Calling 1996. Some jokes appear to have escaped from you through some kind of time vortex. Please collect these jokes. They do not belong in this decade.
posted by seanyboy at 3:22 PM on January 14, 2007


"Dude, it was so funny I literally shit my pants!"
"Well, what did you do?"
"What do you mean, dude? I was laughing..."
"I mean, what did you do with your shitty pants?"
"No, dude, I didn't REALLY shit my pants, I LITERALLY shit my pants!"
-David Cross
posted by Dr-Baa at 5:27 PM on January 14, 2007


The song itself is not without merit.
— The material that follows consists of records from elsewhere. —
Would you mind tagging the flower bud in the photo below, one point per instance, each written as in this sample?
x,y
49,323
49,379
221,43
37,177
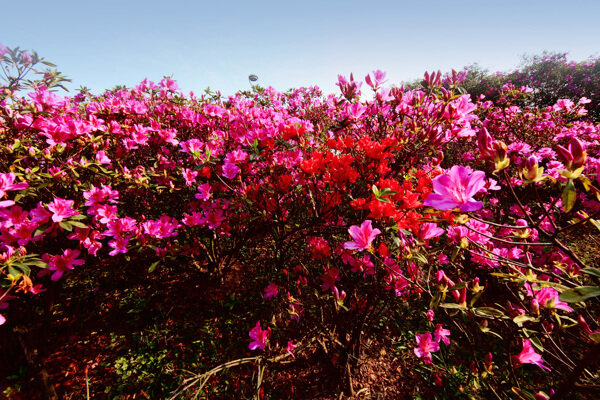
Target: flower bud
x,y
530,169
579,154
484,143
534,307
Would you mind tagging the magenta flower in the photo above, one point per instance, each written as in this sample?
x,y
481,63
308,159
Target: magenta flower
x,y
7,182
456,189
259,337
230,170
119,245
291,346
425,346
529,356
429,230
3,51
204,192
362,237
62,263
441,334
547,297
61,209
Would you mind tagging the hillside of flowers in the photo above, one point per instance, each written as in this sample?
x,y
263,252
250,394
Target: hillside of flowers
x,y
382,242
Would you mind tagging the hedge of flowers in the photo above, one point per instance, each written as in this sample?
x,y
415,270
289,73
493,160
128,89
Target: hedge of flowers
x,y
475,223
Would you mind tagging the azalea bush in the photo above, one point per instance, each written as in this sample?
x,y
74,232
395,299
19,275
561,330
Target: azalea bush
x,y
550,77
461,236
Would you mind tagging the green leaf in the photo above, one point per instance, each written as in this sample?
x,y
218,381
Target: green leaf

Beyond this, it has introduced in the pop cultural lexicon the exclamation: "it's like RAAAINN on your wedding day," to be used when you identify a situation that someone else falsely idenitifes as "ironic".
posted by psmealey at 5:38 AM on January 15, 2007


Challenge: Come up with a scenario that can't be dismissed as "tragic, but not ironic."
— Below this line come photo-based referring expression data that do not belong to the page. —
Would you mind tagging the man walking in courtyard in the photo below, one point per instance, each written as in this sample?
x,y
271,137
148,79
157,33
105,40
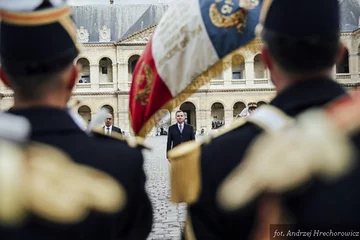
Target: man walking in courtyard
x,y
180,132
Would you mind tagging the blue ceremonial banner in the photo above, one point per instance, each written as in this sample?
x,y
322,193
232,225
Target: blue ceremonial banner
x,y
228,25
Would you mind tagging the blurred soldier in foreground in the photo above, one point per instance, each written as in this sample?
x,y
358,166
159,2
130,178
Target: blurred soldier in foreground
x,y
37,50
313,173
301,46
33,177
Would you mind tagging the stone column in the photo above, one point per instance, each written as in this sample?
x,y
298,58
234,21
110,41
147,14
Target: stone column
x,y
114,76
227,75
228,117
249,72
94,76
123,77
353,65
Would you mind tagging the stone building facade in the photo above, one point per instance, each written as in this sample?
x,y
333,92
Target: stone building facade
x,y
107,67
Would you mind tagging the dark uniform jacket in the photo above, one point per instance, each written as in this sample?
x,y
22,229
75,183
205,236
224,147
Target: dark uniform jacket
x,y
175,137
224,153
125,164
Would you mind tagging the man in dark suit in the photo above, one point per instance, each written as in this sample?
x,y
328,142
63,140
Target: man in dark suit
x,y
300,56
179,132
42,75
109,128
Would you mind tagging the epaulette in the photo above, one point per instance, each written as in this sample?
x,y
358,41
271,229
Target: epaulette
x,y
269,118
287,159
134,142
185,158
44,181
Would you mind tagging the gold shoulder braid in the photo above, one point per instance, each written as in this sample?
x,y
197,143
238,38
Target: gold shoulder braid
x,y
185,172
12,170
59,190
133,142
287,159
185,158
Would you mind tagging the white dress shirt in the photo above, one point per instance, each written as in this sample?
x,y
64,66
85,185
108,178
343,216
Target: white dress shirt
x,y
110,129
182,126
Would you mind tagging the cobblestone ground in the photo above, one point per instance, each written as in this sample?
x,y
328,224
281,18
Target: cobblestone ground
x,y
169,218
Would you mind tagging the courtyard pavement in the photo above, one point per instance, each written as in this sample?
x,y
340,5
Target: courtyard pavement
x,y
169,218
The tumbling-cross-crushing-a-church-in-an-earthquake one is pretty good, but what I flashed on was O. Henry's famous story "The Gift of the Magi."
posted by pax digita at 12:58 PM on January 15, 2007




Huh. Who would have thought, it figgers.
posted by psmealey at 3:23 PM on January 15, 2007


Little known fact: Alanis' "You Oughta Know" was not actually about loquacious. However, Sarah McLaughlan was indeed referring to him with the words, "beautiful, fucked-up man".

Still holding out for an Alanis-Moranis celebrity wedding.
posted by Eideteker at 3:47 PM on January 15, 2007


a good way to think about whether a situation/story is ironic or not is whether or not it seems like an impish god -- the kind that likes to make people eat their words -- is pulling the strings

Which is why Spider Robinson coined the phrase "God is an iron." (Iron, in his pun-infested mind, meaning one who commits irony.)
posted by kindall at 6:57 PM on January 15, 2007


Irony died on Sept 11.

September 11, 1994, to be exact.

Ironically, something else bad happened seven years later on the same date.